Industrial action this week had already been extended until Saturday in four of Amazon's nine distribution centres in Germany and until December24 at one warehouse.
More than 2,400 workers took part in walkouts on Friday, Verdi said.
The union has organised frequent strikes at Amazon in Germany since May 2013 as it seeks to force the retailer to raise pay for warehouse workers in accordance with collective bargaining agreements across Germany's mail order and retail industry.
Verdi said that the lawsuit filed against Amazon meant that the authorities' approval of the group putting its employees to work this Sunday was effectively void.
"As the Federal Administrative Court only recently stated, work on Sunday has to be reserved for strictly exceptional cases, which we do not see in the case of Amazon," Verdi board member Stefanie Nutzenberger said in an emailed statement.

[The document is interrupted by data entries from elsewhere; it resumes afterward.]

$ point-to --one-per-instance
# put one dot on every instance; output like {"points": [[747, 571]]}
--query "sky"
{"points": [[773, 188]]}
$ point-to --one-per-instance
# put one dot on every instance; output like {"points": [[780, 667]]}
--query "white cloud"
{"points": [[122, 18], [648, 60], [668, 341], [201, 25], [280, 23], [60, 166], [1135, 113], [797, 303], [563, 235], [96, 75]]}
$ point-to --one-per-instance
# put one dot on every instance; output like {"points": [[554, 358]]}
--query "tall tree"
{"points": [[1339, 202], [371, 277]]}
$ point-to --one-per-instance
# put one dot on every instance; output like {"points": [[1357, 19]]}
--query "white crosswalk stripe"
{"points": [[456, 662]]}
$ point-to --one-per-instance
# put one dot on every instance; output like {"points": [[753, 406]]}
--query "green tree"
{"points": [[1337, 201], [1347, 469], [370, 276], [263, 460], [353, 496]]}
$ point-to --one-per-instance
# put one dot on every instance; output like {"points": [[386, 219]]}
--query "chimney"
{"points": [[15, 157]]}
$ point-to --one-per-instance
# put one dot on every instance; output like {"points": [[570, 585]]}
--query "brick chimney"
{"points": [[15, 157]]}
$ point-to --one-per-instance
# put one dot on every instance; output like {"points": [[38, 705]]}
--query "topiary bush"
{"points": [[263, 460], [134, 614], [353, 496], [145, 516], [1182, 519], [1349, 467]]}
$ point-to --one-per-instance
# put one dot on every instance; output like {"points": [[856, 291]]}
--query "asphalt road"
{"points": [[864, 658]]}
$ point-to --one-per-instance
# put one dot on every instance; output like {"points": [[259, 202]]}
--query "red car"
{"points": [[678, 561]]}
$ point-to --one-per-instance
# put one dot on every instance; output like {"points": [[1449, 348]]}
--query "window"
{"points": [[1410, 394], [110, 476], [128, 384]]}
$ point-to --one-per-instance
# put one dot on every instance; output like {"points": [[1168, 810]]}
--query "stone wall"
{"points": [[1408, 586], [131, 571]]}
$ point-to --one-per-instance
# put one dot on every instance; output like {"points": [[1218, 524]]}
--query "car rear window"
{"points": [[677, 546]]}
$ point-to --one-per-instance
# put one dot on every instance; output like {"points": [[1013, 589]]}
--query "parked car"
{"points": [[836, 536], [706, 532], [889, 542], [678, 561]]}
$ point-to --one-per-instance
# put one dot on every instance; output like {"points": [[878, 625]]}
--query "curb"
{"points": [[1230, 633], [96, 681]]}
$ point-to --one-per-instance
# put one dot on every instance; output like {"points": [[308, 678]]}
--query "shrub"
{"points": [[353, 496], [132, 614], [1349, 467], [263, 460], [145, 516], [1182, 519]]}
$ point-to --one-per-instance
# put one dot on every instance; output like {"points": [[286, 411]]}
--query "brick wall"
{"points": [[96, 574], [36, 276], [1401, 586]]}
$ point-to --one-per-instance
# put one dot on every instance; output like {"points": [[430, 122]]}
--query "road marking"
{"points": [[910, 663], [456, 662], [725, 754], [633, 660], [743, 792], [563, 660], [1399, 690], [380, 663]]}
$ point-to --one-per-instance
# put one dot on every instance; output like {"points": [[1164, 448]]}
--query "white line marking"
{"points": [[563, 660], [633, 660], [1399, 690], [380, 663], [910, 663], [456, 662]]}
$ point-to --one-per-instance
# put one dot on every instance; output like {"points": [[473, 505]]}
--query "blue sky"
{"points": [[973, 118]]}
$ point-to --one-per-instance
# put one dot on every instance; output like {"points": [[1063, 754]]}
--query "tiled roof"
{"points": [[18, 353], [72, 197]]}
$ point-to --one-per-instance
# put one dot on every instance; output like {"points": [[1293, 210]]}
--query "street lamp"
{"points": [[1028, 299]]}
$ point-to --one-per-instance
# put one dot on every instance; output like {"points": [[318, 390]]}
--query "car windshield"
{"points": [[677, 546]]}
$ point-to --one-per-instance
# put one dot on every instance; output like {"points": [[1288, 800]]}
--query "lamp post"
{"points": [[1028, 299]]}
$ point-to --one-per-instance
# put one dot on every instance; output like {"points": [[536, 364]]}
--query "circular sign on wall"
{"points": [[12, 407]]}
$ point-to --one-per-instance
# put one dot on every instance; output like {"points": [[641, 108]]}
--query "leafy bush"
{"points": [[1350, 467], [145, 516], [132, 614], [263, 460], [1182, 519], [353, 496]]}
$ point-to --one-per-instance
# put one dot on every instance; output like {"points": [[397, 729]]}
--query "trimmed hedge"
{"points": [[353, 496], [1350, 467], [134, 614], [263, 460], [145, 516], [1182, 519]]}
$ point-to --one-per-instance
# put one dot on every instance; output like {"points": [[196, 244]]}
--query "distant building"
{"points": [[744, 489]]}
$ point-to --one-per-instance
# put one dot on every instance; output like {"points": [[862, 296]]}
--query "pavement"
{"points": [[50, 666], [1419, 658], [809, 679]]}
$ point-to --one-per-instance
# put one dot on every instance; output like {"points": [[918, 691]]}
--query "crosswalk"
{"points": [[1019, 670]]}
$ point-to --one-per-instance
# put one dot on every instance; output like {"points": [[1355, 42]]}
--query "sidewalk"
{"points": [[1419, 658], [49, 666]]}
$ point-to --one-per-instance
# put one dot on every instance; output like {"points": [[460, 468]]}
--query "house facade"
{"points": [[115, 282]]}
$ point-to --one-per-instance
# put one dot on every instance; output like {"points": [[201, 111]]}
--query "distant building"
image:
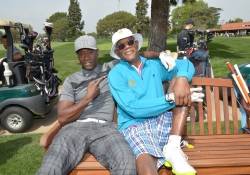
{"points": [[233, 29]]}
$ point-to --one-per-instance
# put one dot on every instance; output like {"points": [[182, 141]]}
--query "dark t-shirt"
{"points": [[185, 40]]}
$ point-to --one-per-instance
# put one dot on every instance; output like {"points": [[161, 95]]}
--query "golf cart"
{"points": [[28, 87]]}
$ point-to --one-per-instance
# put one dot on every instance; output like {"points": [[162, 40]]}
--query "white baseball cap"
{"points": [[85, 42], [121, 34]]}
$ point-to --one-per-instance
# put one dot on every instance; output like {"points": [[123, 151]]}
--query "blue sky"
{"points": [[35, 12]]}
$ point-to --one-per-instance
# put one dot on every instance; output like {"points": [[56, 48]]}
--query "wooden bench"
{"points": [[220, 148]]}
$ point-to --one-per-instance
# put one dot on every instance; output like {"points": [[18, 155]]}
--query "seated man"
{"points": [[143, 117], [85, 114]]}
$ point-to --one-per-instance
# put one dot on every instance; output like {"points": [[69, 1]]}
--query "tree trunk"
{"points": [[158, 25]]}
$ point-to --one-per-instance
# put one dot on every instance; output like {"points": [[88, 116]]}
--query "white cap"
{"points": [[85, 42], [121, 34]]}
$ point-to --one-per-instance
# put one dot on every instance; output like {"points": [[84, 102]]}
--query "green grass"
{"points": [[20, 154], [235, 50]]}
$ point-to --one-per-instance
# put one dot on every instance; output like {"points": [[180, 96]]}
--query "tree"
{"points": [[142, 21], [111, 23], [235, 20], [56, 16], [158, 25], [74, 19], [204, 17], [60, 24]]}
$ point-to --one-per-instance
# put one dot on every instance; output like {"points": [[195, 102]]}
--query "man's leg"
{"points": [[111, 149], [146, 165], [172, 151], [65, 152]]}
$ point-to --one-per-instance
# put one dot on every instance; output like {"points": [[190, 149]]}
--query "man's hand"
{"points": [[245, 106], [93, 89], [150, 54], [182, 92]]}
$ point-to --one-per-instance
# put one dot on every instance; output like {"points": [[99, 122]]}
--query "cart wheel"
{"points": [[16, 119]]}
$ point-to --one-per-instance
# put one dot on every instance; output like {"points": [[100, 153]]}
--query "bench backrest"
{"points": [[218, 113]]}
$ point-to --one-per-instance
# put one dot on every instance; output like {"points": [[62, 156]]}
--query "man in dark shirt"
{"points": [[185, 38], [85, 115]]}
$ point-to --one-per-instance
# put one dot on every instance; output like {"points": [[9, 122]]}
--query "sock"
{"points": [[174, 140]]}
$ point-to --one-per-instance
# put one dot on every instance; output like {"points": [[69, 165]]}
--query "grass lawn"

Amazon, which was not immediately available for comment, has repeatedly rejected the union's demands, saying it regards warehouse staff as logistics workers and that they receive above-average pay by the standards of that industry.
The U.S. company employs almost 10,000 regular staff at its warehouses in Germany, its second-biggest market behind the United States, as well as more than 10,000 seasonal workers. It can also draw on 19 other warehouses across Europe.
Amazon said on Wednesday that its deliveries had not been delayed by industrial action so far and that it had even extended to midday on December 22 the order deadline for gifts to reach customers in time for December 24 by normal delivery.